La cuerda tenía redes y cepos atados cada cierta distancia, lo cual le confería un aspecto similar al de la pulsera de un gigante. Hirsch, para sujetarla, la había enlazado y enrollado en torno a los enormes calentadores tipo rodapié de la cabaña. Darryl se arrastró de rodillas hacia el agujero y se inclinó justo en el borde para lanzar dentro del agua el extremo lastrado del cable.

– ¿Puedes hacer más hueco? -pidió.

Michael usó la pica para retirar ese puré de cubitos a un lado.

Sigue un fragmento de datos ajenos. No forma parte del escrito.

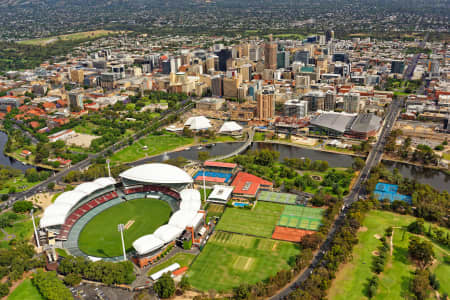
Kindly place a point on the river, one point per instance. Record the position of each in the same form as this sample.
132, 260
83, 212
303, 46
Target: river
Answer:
6, 160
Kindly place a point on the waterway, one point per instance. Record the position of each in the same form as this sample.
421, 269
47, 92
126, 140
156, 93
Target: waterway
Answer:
6, 160
435, 178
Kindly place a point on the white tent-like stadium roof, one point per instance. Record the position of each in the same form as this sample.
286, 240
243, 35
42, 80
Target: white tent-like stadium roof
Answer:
198, 123
182, 218
88, 187
167, 233
157, 173
147, 243
105, 181
230, 127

Hirsch dejó caer la cuerda dentro del agujero y el lastre sujeto al otro extremo lo arrastró hacia dentro. El torno al que iba atada zumbó conforme iba soltando más cable, arrastrando los distintos artefactos del biólogo hacia las profundidades del océano polar.

Michael utilizó la pica para apartar los grumos de hielo hasta que el instrumento saltó de su mano de forma repentina e inexplicable, y cayó dando tumbos por el agujero de hielo como un tronco que se precipita por un barranco.

– ¿Qué demonios ha pasado?

Darryl se echó a reír y alzó la mirada antes de advertirle:

– Murphy te la va a cobrar.

Michael le acompañó en sus risas hasta ver a Darryl salir lanzado de cabeza hacia el agujero. ‹Se habrá enganchado al cable›, pensó en un primero momento para evitar que éste siguiera corriendo, pero el cable simplemente rozó con fuerza debajo de su bota de goma hasta que olió a quemado y continuó desenrollándose.

Y de todas formas, no había sido culpa del cable.

Una manaza de color azul cobalto había aferrado con fuerza a Darryl por el cuello de la parka y alguien intentaba abrirse camino por debajo de la tarima de la caseta. La situación del biólogo no era fácil, pues tenía medio cuerpo fuera y la cabeza y un brazo ya sumergidos en el agua; sin embargo, agitaba el otro como un poseso para repeler a su atacante.

Michael le cogió por las botas y dio un fuerte tirón con el propósito de subirle.